If you are looking to buy a Cesky you may have to go on a waiting list because not many puppies are registered with The Kennel Club every year and you would need to pay anything from £500 upwards for a well-bred pedigree puppy. The cost of insuring a male 3-year-old Cesky Terrier in northern England would be £21.20 a month for basic cover but for a lifetime policy, this would set you back £49.42 a month (quote as of May 2016). When insurance companies calculate a pet's premium, they factor in several things which includes where you live in the UK and a dog's age and whether or not they have been neutered or spayed.

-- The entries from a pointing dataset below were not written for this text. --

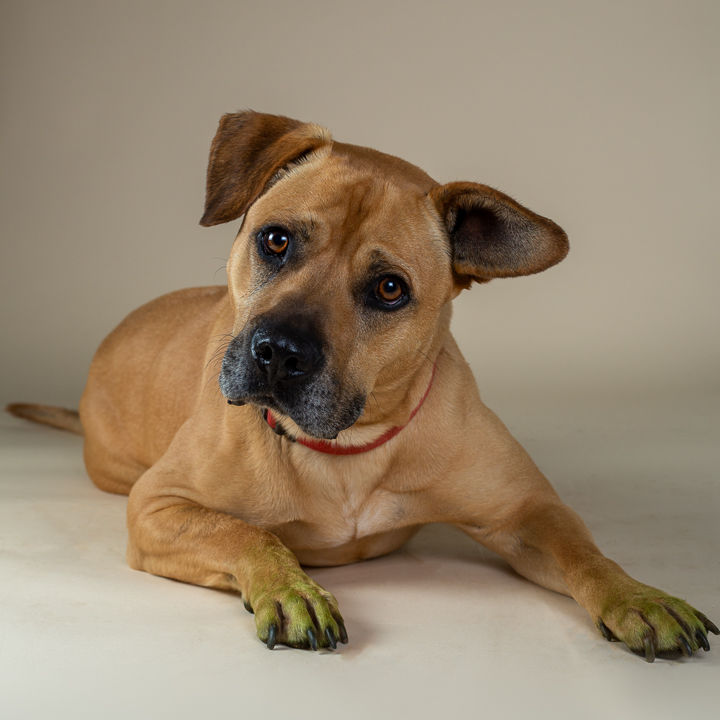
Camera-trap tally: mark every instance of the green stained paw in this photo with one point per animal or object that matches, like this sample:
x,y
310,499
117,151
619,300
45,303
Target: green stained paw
x,y
654,624
296,611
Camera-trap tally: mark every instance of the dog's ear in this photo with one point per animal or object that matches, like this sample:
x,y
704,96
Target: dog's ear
x,y
494,236
248,149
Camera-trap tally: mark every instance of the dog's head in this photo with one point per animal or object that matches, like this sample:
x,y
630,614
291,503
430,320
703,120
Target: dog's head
x,y
343,271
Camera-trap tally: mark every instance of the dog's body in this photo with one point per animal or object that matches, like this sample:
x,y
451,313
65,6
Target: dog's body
x,y
336,320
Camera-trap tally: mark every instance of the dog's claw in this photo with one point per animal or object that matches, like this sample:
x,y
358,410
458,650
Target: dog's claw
x,y
685,648
272,637
649,647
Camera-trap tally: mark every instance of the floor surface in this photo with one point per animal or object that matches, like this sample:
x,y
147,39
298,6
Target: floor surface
x,y
440,628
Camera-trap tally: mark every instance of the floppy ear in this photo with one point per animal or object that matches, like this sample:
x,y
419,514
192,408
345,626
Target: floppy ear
x,y
248,149
493,236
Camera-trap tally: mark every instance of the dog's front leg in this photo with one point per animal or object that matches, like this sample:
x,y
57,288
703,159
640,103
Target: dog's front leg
x,y
173,536
500,498
547,542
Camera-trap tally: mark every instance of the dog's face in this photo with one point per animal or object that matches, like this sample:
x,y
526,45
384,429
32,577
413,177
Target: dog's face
x,y
343,271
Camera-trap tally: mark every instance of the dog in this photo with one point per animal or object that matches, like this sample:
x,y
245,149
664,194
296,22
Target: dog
x,y
307,413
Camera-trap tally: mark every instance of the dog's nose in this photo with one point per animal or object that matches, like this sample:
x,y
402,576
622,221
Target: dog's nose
x,y
284,354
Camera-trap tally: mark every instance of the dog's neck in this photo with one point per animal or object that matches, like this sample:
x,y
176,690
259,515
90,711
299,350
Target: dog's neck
x,y
333,448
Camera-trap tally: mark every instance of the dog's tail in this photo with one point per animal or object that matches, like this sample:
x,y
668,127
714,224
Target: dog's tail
x,y
48,415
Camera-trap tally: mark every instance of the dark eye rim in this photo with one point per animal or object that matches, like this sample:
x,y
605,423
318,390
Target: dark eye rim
x,y
262,237
374,300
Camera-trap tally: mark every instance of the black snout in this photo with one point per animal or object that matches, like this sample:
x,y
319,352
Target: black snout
x,y
285,354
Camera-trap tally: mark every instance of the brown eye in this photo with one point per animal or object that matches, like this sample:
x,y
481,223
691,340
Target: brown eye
x,y
275,241
389,290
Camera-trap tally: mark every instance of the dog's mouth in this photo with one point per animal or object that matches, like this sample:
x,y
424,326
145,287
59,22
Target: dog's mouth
x,y
303,390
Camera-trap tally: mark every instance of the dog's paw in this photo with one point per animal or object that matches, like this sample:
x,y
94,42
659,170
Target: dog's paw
x,y
298,613
654,624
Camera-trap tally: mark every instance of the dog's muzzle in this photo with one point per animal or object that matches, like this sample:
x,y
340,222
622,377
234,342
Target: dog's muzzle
x,y
285,356
283,367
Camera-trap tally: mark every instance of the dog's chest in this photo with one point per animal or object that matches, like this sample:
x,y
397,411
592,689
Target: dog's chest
x,y
334,509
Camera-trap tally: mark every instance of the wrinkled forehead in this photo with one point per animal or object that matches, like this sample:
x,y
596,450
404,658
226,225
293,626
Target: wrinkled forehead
x,y
353,208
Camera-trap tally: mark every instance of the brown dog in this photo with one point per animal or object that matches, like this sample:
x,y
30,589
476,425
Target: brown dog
x,y
342,386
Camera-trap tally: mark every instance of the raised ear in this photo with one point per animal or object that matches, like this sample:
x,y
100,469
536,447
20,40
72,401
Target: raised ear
x,y
493,236
248,149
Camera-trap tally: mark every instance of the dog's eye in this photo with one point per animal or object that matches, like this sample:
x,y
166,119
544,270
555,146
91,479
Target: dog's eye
x,y
275,241
389,290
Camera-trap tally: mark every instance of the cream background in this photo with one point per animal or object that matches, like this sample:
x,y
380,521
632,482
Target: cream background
x,y
602,115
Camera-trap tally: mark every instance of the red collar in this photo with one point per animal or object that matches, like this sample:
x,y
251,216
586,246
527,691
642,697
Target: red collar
x,y
333,449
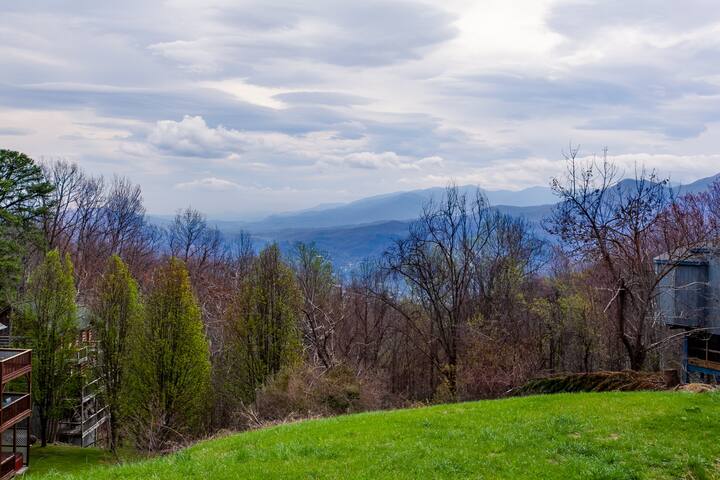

When it comes to food costs, you need to buy the best quality food whether wet or dry, to feed your dog throughout their lives making sure it suits the different stages of their lives. This would set you back between £20 - £30 a month. On top of all of this, you would need to factor in veterinary costs if you want to share your home with a Cesky and this includes their initial vaccinations, their annual boosters, the cost of neutering or spaying your dog when the time is right and their yearly health checks, all of which quickly adds up to over a £800 a year.
As a rough guide, the average cost to keep and care for a Cesky Terrier would be between £50 to £80 a month depending on the level of insurance cover you opt to buy for your dog, but this does not include the initial cost of buying a pedigree puppy.